Office of the Deputy President, Kenya

James Njenga Njoroge

Max-Edge Kenya LTD, Kenya

Robert Nganga

Kenya School of Government, Kenya


This paper examines human resource management (HRM) practices and food safety management system focused on continuous improvement and the linkages between them in food courts in Nairobi Central business District.  This research used a multiple-methods approach, qualitative and quantitative; to assure the research validity. The target population of the study was limited to 200 food courts with 5-10 employees in Nairobi city. The sample obtained from the target population was through simple random sampling whereby 30% of the 200 food courts in Nairobi Central Business District was randomly picked.  Findings show that efforts by these continuous quality improvement activities are largely informal.  The research found out that aspects of food safety management practices and quality improvement were obtained through informal suggestions from customers, empowerment through supervisors, and close control of costs by the owners. Feedback from customers was controlled and limited to long serving employees and regular customers. Prominent HRM practices identified for this study include recruitment and selection, Training and development, performance management and remuneration. Under recruitment and selection employees were sourced through referrals from employees and during interviews the employee quality most sought was the willingness to work.  Under training and development, the training methods included training by supervisors, work methods, and on the job - training.  The personal/social skills were the most important contents of any training as opposed to technical skills required to do the job.
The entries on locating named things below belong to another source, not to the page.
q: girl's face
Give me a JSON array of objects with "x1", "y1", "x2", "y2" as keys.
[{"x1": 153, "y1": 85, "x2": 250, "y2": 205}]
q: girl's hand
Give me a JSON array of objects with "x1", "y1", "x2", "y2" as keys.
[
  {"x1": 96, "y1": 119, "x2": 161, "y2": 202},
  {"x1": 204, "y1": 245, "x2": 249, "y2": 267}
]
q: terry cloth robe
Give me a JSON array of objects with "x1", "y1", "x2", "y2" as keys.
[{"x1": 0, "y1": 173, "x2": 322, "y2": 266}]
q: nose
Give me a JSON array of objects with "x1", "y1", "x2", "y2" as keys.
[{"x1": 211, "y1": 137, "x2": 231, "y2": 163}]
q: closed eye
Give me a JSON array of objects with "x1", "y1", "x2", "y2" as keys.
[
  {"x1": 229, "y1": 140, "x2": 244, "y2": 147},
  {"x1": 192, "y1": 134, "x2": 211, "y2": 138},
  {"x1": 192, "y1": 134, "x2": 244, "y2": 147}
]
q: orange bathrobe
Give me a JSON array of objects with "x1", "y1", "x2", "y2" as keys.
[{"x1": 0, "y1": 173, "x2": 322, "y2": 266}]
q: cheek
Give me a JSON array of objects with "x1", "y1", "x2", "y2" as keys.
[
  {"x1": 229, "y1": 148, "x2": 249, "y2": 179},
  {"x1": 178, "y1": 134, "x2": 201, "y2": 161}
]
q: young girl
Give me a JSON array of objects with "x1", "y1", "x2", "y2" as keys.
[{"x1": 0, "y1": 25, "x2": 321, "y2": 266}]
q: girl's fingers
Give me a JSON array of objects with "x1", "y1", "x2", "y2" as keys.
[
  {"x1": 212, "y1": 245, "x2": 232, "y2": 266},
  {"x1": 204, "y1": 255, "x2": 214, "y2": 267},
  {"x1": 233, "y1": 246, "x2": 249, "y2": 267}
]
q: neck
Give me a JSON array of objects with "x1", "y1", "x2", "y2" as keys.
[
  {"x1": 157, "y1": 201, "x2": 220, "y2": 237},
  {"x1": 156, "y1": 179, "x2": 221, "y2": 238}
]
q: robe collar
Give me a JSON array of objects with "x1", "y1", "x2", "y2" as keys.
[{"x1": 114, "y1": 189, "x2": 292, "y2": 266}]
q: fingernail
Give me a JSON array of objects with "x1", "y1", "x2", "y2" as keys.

Typical primary compensations provided were wages and salaries, while a variety of different benefits were provided.  Most of the firms did not have systematic appraisal and the appraisers were mostly the owner and supervisors. The analysis of the relationships between HRM practices and Food safety management practices showed several positive correlations. The practice of suggestions had a high correlation with the use of interviews by supervisors for employee selection, the use of supervisors as appraisers and the use of appraisal results for training. The owners who were well informed of food safety standards tended to have employees trained about safety skills. The use customer feedback was found as having a high correlation with the use of appraisal results for training.